Abstract

The De rerum natura (usually translated as On the Nature of Things or On the Nature of the Universe) is a Latin poem in six books composed in the mid-1st century bce by Titus Lucretius Carus to introduce a Roman audience to the philosophy of the Greek materialist thinker Epicurus (341–270 bce). The loss of much of Epicurus’s own output means that Lucretius has become the most important source for Epicurean philosophy, but the creative transformation of that philosophy in Lucretius’s poem has left its distinctive mark on the reception of Epicurean physics and ethics in the Western materialist tradition. Virtually nothing is known of Lucretius himself, and little can be reliably inferred about him from the poem. The sole contemporary reference to the poet and his poem comes in a letter of Cicero to his brother from February 54 bce in which Cicero (a critic of Epicureanism in his own philosophical writings) echoes his brother’s marked admiration for its literary qualities. That admiration is echoed in the Roman literary tradition, but the poem’s impassioned rejection of the notions of divine creation of (or intervention in) the world, and of life after death made it a repeated target in later centuries for Christian polemic. This may underlie the biographical tradition attested in Late Antiquity (though now largely rejected) of the poet’s suicide, driven mad by a love potion.
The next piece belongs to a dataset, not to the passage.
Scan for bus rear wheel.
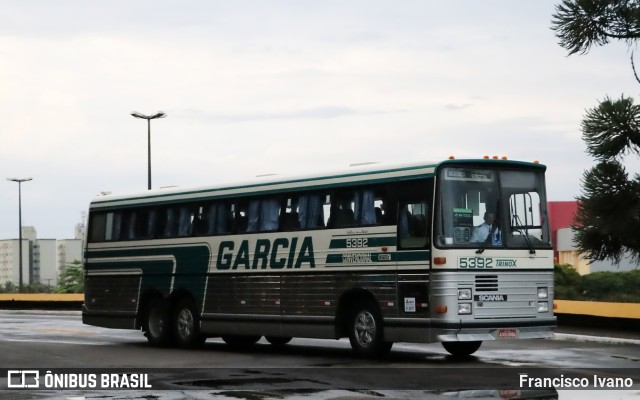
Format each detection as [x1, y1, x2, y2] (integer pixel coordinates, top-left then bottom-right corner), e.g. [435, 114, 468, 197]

The poem was effectively unknown for a millennium after the fall of the western Roman Empire, but following the rediscovery and copying of a manuscript by the humanist Poggio Bracciolini in 1417, it has played an important and continuing role in the history of ideas and theories of materialism. It became the chief vehicle for the dissemination of ancient atomism in Renaissance and early modern thought as well as a focus or proxy for anticreationist views and a precursor of some aspects of evolutionary theory. In the modern period, its views on atomic motion (particularly the swerve of atoms), and its arguments against the fear of death continue to be invoked to frame debate, while its self-conscious response to the challenge of transmitting ideas across time, and the boundaries of language and culture, address the relationship of language and philosophy.